Laurent Alexandre : Les grands modèles de langage » (large language models ou LLM) présentent un réel danger pour les enseignants car ils fournissent des réponses qui vont être assez rapidement supérieures à celles fournies par les professeurs. Le danger est d’abord un danger corporatiste, c’est-à-dire pour la corporation des professeurs, avant d’être un danger pour les enfants. Autoriser les élèves à utiliser ChatGPT et ses successeurs conduira forcément à exiger de meilleures copies. 

Après avoir songé à interdire complètement ChatGPT, le directeur de la formation et de la recherche de Sciences Po a finalement annoncé que tous les étudiants utilisant ChatGPT ou tout autre outil ayant recours à l’intelligence artificielle devraient le mentionner de façon explicite, comme une source. Est-ce la bonne stratégie à appliquer ? 

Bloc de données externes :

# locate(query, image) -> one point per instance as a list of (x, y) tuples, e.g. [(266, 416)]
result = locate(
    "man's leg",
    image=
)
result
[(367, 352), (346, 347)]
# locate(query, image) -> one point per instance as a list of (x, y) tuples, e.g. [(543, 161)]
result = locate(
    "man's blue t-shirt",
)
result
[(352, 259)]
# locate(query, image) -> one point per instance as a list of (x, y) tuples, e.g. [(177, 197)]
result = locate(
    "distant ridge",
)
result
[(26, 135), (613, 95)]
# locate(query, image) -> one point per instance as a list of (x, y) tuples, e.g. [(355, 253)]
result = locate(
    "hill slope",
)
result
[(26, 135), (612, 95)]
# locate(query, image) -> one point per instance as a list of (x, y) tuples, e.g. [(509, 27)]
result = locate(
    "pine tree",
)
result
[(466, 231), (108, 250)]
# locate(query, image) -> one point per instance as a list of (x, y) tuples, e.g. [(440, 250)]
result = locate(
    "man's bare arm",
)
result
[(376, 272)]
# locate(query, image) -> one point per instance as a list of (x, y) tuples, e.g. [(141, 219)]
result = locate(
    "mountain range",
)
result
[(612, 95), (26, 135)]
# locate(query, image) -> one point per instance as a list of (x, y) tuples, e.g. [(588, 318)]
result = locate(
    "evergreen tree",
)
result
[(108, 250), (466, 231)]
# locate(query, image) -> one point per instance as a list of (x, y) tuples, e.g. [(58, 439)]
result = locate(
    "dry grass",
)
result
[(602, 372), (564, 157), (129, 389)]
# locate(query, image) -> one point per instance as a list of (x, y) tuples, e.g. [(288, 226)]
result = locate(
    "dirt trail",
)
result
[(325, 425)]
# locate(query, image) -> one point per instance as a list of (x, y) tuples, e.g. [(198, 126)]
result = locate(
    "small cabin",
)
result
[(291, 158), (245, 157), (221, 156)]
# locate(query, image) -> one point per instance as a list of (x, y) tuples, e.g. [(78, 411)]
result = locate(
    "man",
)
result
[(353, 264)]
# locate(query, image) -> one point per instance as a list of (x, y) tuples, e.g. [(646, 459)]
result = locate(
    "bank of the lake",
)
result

La première déclaration de Sciences Po qui expliquait qu’il y aurait expulsion de l’école des étudiants utilisant ChatGPT était complètement stupide. Tellement que nous sommes passés de la menace d’exclusion définitive à l’autorisation de ChatGPT en quelques jours. Ce qui est quand même un saut exceptionnellement rapide. La première décision de Sciences Po n’avait pas été réfléchie et elle montre plusieurs choses. D’abord, l’école a pris beaucoup de retard en matière pédagogique et ses problèmes de gouvernance ne sont pas réglés car cette première décision n’aurait jamais dû être prise dans une institution normalement organisée. La seconde chose, l’organisation et l’utilisation des outils comme ChatGPT dans les universités et les grandes écoles doivent faire l’objet d’une vraie réflexion de fond et être confiées à des gens avec une bonne culture informatique et informationnelle. Ce qui n’est pas le cas à Sciences Po. Il y a donc une réelle difficulté car cette révolution pédagogique n’est pas accompagnée par des personnes capables de la porter. On ne va pas réguler ChatGPT dans les universités avec le personnel pédagogique actuel qui est capable de changer d’avis sur un sujet aussi grave en quelques jours à 180 degrés, ce qui est invraisemblable.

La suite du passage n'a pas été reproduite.